Shaurya Malwa · 4 days ago · 2 min read
Guest Post › Bitcoin › Mining
64% of Bitcoin holders worry about a 51% Attack — here’s why you shouldn’t worry
Could an attack on Bitcoin be imminent?
65 percent of Bitcoin owners are convinced that a 51% Attack is a legitimate concern for the Bitcoin community and its investors, according to our new report on the “State of Crypto Mining.” But is there really a threat, or is that fear more sci-fi than reality?
To understand what a 51% Attack is, you have to look at the foundation of how Bitcoin works. It’s built on a system of decentralization, established by founder Satoshi Nakamoto, where individual miners all over the world verify transactions and add blocks to the Bitcoin blockchain — and receive a reward for it. There’s no third party controlling transactions, so there’s no regulation from one specific entity. Because of this nature of consensus, the Bitcoin ecosystem is transparent, and we rely on the integrity of everyone involved to make it work.
But what if someone got control of a majority of the power used to mine Bitcoin? This is what’s referred to as a 51% Attack. One miner, or a group of miners, controls a majority of the hashing power of the ecosystem, and could use it to try change or delete transactions in upcoming blocks, or prevent other miners from mining. They could also try to double spend, or make purchases with Bitcoin and then cancel the transactions to get the coins spent returned.
I say “try,” because it probably won’t happen.
As the Head of Mining Operations for Genesis Mining, and as someone who has been around the Bitcoin world for a while, I’m not worried about a 51% Attack. Here’s why:
It would be discovered quickly
There’s simply not a way to enact a lasting attack on the Bitcoin blockchain. If a miner or conglomerate of miners decided to try to gain control of the ecosystem in order to censor transactions or double spend, it would be found out very quickly and stopped. Altered transactions would be detected almost immediately, and the protocol could simply be recoded to stop the attack.
Additionally, if there was an attack, the price of Bitcoin would drop, which would only undercut the malicious miners looking to get a bigger piece of a no-longer-valuable pie. (It also doesn’t make much sense for a miner to attack the system that he relies on for a living!)
It would take a huge effort to pull off
Because mining happens at such a high hash rate, it would also take a massive amount of effort to claim over 50 percent of it, in both energy and money — up to millions of dollars a day. With that kind of effort involved, a 51% Attack would barely be feasible for one person, or even a group or country.
An attacker would probably not even have enough time to mess with the blockchain before they were found out and kicked out. They would be better off putting that energy to use actually mining Bitcoin, and reaping the reward for it.
The system remains secure, even if only one node remains
Bitcoin is big enough, at this point, for a 51% Attack to not be a threat, and there’s enough visibility around its blockchain so no threat could go undetected. Bitcoin is also incredibly transparent. It goes back to its foundation of decentralization, and having the ability to spread mining power throughout the ecosystem.
Because the blockchain relies on a number of nodes who regularly check its transaction, the entire Bitcoin network stays secure as long as just one single node behaves well — as long as you’re connected to it.

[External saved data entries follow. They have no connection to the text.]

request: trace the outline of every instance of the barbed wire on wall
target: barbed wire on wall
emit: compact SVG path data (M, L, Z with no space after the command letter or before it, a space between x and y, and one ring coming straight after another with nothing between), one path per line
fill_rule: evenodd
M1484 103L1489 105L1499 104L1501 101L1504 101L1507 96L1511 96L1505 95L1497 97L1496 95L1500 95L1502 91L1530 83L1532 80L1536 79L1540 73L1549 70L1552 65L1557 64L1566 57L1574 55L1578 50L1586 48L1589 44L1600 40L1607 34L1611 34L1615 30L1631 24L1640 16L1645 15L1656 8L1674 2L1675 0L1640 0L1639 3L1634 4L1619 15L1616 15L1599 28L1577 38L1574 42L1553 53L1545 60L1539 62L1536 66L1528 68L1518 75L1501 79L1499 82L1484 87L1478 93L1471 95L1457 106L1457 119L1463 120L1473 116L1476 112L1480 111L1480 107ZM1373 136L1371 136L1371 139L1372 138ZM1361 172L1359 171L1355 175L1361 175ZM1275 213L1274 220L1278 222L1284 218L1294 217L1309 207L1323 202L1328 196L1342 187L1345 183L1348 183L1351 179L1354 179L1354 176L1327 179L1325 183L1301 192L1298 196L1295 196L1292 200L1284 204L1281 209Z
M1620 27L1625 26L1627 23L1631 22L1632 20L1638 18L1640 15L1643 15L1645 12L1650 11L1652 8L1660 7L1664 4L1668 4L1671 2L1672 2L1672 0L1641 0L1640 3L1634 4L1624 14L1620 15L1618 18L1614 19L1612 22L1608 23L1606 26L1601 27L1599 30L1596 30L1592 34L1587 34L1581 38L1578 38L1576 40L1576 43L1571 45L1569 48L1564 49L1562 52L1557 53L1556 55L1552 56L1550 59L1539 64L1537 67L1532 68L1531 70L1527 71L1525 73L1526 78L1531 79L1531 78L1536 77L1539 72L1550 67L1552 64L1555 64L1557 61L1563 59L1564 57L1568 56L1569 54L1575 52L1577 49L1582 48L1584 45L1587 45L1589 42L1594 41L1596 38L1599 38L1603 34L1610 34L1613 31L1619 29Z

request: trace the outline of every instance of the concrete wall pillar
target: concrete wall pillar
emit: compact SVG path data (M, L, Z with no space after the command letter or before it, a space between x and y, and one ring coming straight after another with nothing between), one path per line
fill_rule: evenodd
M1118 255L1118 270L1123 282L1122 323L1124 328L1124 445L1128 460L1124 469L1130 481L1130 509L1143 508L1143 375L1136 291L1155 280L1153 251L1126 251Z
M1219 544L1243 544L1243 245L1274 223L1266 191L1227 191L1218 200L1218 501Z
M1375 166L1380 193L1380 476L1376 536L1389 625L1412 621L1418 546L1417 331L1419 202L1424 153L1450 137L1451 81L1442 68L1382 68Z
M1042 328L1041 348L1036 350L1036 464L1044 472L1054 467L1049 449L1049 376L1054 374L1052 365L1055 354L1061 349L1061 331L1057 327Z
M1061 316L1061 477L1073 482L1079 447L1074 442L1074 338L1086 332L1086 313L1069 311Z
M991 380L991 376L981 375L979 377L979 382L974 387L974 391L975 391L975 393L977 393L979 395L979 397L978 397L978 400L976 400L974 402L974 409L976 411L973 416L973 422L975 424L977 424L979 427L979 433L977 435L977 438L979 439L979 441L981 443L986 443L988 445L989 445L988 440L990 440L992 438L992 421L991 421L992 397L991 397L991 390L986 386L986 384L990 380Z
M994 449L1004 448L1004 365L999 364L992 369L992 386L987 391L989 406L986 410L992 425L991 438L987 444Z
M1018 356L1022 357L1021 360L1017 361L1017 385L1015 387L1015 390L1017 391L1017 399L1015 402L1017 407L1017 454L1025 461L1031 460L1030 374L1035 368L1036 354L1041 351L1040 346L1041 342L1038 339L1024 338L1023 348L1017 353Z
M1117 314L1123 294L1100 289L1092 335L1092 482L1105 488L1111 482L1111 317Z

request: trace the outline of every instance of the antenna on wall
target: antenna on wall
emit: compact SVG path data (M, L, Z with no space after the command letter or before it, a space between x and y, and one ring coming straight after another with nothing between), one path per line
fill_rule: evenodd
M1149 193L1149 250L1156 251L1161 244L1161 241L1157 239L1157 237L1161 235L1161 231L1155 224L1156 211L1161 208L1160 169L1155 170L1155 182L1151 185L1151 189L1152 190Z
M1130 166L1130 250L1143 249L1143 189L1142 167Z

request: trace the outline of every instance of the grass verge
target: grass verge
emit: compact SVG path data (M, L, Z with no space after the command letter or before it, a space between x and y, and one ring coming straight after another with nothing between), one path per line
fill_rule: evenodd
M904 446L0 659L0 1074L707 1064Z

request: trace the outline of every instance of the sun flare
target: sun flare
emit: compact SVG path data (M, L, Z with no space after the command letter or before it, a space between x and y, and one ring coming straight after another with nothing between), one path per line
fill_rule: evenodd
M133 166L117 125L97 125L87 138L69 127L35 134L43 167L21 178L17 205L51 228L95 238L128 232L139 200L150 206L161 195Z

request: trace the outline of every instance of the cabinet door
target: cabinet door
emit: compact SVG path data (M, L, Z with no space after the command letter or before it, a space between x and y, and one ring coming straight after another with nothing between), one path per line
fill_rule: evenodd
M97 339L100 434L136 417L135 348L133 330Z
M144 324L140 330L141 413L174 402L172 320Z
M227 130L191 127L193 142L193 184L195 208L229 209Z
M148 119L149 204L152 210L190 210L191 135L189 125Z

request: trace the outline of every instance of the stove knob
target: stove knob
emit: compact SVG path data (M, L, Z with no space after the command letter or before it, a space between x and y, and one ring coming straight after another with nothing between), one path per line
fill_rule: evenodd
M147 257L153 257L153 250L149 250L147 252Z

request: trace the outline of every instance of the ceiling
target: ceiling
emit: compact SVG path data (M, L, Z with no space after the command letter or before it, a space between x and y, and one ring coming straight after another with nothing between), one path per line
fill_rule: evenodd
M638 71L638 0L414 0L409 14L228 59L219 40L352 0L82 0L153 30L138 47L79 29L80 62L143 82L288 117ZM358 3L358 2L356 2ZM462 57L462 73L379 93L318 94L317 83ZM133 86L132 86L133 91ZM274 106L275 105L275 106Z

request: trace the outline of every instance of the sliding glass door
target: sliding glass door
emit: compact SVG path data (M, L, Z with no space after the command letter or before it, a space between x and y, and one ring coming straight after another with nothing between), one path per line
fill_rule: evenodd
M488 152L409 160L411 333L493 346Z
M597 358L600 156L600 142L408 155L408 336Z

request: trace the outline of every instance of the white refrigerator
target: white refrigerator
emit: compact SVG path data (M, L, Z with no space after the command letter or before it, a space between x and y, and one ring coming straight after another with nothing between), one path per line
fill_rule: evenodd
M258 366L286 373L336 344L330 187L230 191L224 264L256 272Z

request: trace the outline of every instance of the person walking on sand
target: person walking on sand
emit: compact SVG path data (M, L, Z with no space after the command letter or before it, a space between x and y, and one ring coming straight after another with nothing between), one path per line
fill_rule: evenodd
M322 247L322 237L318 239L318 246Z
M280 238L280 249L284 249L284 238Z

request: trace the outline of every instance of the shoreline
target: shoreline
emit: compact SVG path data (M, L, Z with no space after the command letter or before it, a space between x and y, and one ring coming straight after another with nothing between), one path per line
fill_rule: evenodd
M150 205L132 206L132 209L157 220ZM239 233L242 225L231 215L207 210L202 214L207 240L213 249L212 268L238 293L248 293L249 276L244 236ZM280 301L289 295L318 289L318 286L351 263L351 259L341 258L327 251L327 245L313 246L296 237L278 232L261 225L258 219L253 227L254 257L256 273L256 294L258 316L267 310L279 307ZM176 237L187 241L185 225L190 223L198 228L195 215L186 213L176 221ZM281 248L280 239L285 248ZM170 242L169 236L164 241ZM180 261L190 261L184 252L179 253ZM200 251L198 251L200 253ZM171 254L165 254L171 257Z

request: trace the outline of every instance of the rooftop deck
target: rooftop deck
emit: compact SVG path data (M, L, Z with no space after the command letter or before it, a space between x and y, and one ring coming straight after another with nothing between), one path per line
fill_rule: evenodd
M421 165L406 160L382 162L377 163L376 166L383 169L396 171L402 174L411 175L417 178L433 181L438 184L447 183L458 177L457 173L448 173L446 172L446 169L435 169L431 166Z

Decentralization won’t be threatened, even with big players coming in
The recent report also showed that a third of those polled within the community believed that Bitcoin mining would eventually be controlled by a few bigger mining companies. While it’s certainly true that the future of mining will be centered around fewer, but larger, mining companies, that still won’t compromise the decentralized nature of Bitcoin.
The rules of the Bitcoin ecosystem will always be transparent and controlled by the industry as a whole, not by a small set of miners.
As for individual miners, as long as everyone plays their part in keeping the system balanced, a 51% Attack won’t be a threat. That means that miners who mine to a pool should regularly check if that pool is reaching an unhealthy market share — and should switch to another if it is. And it will always be possible for new miners to enter the market to even out the playing field.
A 51% Attack that would gain control of a majority of the Bitcoin ecosystem is probably just an interesting theory, but the risk of it actually happening is very low. Bitcoin has strength and stability behind it, and has only gained more usage since its founding eleven years ago.
There certainly could be threats to Bitcoin’s integrity and decentralization, and if there are, the community will take steps to act. But a 51% Attack isn’t dangerous enough to be a total threat to Bitcoin.